For the past few years, the grocery industry has focused intensely on the promise of artificial intelligence (AI). Industry players have invested heavily in predictive AI to refine demand forecasting, optimize labor schedules, and automate supply chains. The idea is simple: better data leads to better decisions.
Now into 2026, however, a critical operational gap remains, one that predictive AI alone can’t close. While the industry has transformed how to predict business outcomes, it hasn’t fundamentally changed store execution where it matters most: the dynamic and profitable fresh perimeter.
Predictive AI models can forecast what should be on the shelf, but can’t verify what’s actually there. Closing this execution gap requires a different set of tools: computer vision AI to detect reality, and augmented reality (AR) to capture and visualize it.
The “fresh” data desert
Predictive AI models excel at analyzing historical sales patterns to forecast trends, but they depend on input accuracy. Reliance on history rather than actual conditions essentially turns the fresh perimeter into a data desert.
In fresh departments, which according to FMI now account for 42% of grocery revenue, the shelf is alive. Displays degrade, products vary in size and shape, and shrink happens hourly as a result of handling or spoilage.
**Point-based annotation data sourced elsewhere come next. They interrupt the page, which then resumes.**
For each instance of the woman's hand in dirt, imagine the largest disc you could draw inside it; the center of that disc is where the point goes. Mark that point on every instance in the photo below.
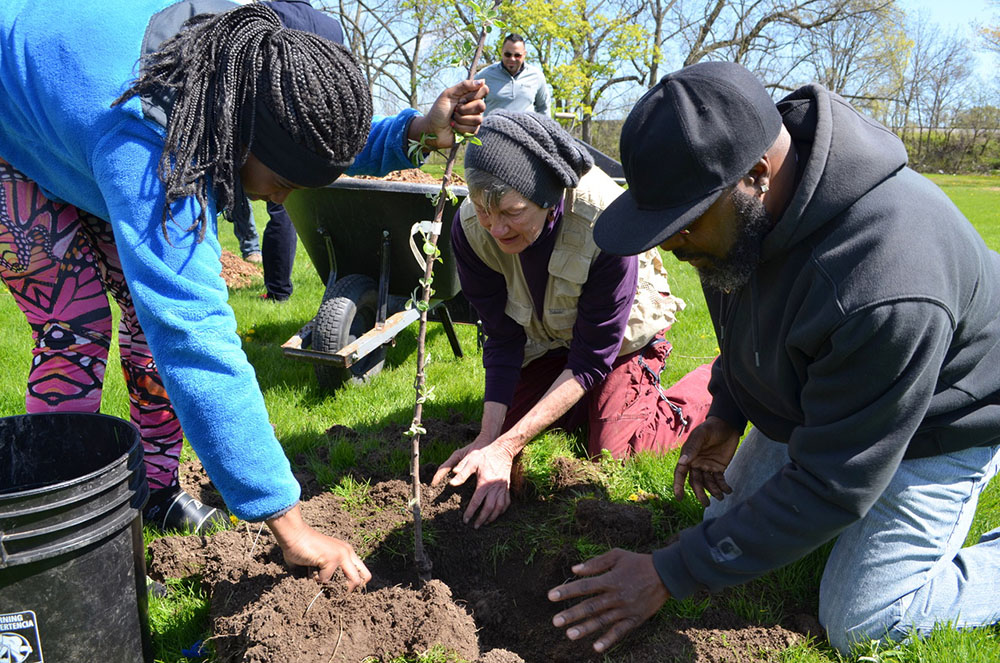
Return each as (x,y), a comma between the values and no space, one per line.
(704,459)
(459,109)
(304,546)
(628,593)
(491,463)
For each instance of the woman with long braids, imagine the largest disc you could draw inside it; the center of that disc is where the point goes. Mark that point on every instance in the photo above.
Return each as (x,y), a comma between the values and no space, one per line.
(124,129)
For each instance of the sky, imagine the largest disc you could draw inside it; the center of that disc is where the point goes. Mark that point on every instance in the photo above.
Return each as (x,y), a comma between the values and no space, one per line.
(961,14)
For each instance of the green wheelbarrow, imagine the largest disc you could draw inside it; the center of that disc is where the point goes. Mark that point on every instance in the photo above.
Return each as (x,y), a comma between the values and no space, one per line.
(364,239)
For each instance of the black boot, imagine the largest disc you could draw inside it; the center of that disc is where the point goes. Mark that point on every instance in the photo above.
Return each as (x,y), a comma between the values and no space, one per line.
(173,509)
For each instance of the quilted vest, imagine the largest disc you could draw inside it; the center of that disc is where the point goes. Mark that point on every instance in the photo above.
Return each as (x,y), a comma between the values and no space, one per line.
(653,308)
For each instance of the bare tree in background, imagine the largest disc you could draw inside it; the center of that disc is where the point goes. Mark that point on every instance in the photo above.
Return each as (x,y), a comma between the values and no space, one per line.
(991,32)
(394,41)
(584,47)
(861,57)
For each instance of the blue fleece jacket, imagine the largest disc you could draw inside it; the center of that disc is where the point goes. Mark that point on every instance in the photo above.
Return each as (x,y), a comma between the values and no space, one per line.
(61,66)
Predictive AI models rely on POS data to track these changes, but this data is limited. It can’t see that the organic avocados are buried behind the conventional ones, that a price tag is missing on the New York strips, or that a bin is optically full but functionally empty due to poor conditioning.
Because predictive AI can’t “see” these physical realities, it relies on assumptions that rarely hold true in fresh departments. When shelf execution breaks down, the data flowing into the forecast breaks down with it.
From prediction to verification
Bridging this gap requires the convergence of two distinct technologies. Computer vision AI (also known as image recognition) provides the necessary “eyes,” giving the system the ability to identify SKUs and spot conditioning issues instantly. But it doesn’t work alone. AR functions as the capture and visualization method for the AI, effectively bridging the gap between digital detection and human execution.
AR does two critical things that were previously impossible in fresh departments. First, it guides the associate to capture the right data, ensuring the computer vision engine gets a clear view of the shelf. Second, it overlays the AI’s findings onto the physical world instantly. It shows the associate exactly how to fix it—highlighting a misplaced SKU or a specific void—and offers immediate recommendations, such as moving the loose lettuce from the bottom shelf to the middle.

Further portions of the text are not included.